Businesses selling only to other businesses often face less privacy law exposure, although some jurisdictions require prior opt-in consent for B2B marketing emails, and California includes employees and business representatives in its definition of "consumers" under the California Consumer Privacy Act. Note that B2B-focused companies selling data processing services or compliance solutions may incur greater risk, given the propensity for incentives for customers of those services to apply greater due diligence. These businesses can reduce exposure to misrepresentation claims by refraining from exaggerating values in privacy policies, codes of conduct or advertisements.
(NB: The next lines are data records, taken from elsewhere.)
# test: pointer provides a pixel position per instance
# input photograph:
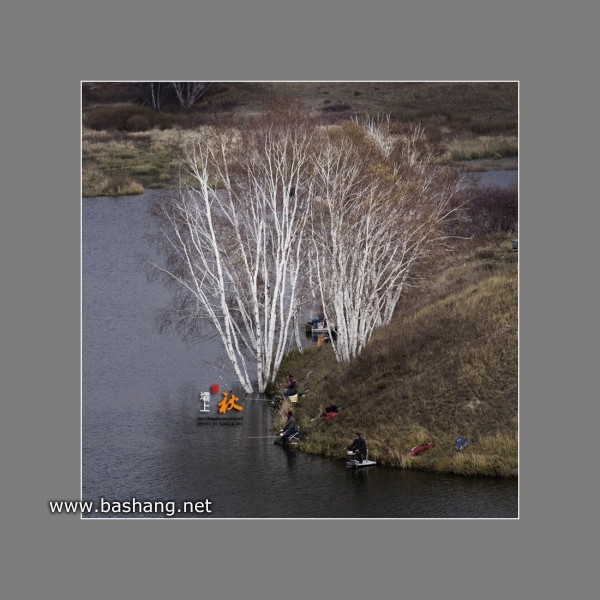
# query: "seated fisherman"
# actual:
(358, 447)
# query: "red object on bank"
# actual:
(418, 449)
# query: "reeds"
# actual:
(446, 367)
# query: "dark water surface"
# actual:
(142, 442)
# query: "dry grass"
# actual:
(469, 121)
(446, 367)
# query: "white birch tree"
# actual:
(233, 241)
(189, 92)
(377, 212)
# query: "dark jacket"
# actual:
(290, 425)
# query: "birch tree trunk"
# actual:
(377, 212)
(233, 240)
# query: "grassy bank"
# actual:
(446, 367)
(127, 147)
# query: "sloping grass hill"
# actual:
(446, 367)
Businesses marketing or selling goods or services to individuals for personal, family or household purposes face comparably more risk, as they collect personal information on individuals' interests and preferences beyond their commercial role. Compliance and litigation risks increase exponentially if they use sensitive personal information for advertising purposes, including data on biometrics, health, children, race or sexual orientation. 
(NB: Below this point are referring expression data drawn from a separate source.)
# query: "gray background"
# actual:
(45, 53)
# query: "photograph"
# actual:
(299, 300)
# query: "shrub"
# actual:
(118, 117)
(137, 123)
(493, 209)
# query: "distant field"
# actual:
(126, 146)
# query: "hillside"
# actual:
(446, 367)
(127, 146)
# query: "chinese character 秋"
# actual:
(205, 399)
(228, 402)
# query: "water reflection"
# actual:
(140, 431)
Under the CCPA, companies must enable consumers to "Limit the Use of My Sensitive Personal Information," unless a statutory exemption applies. Likewise, in Colorado, companies must obtain consent for sensitive data, and under Washington state's My Health My Data Act, companies need to obtain signed authorization to sell consumer health data. Consequently, many companies now consider sensitive data "off limits" for advertising purposes.

Companies can also mitigate risk by geographically limiting advertising, for example, in Brazil, California, the EU and Quebec. Some adtech service providers proactively offer geo-blocking or restricted data processing for cookie placement, social media campaigns and bulk email initiatives.

When considering the impact of particular laws, companies should assess how readily a law is enforced by plaintiffs' attorneys or regulators. Many businesses have stopped sending SMS messages in the U.S. or using biometric information in Illinois to avoid Telephone Consumer Protection Act or Biometric Information Privacy Act class action lawsuits, respectively. Most companies also prioritize GDPR compliance, in response to fines administered by EU data protection authorities, and CCPA compliance, given two state agencies focus on enforcement and actively furnish information requests, warnings and regulations. 

Additionally, companies should carefully monitor engagement, opt-out rates and complaints. Many consumers find retargeting, cold calls, unsolicited SMS messages and excessive marketing emails irritating. Even if potential conversion rates look promising, companies should heed consumer sentiment conveyed through opt-out requests or disengagement. The CCPA ballot initiatives demonstrated a mass, state-wide opt-out movement against increasingly intrusive data processing and advertising practices, and workarounds or lobbying may provoke further negative consumer sentiment and diminish trust.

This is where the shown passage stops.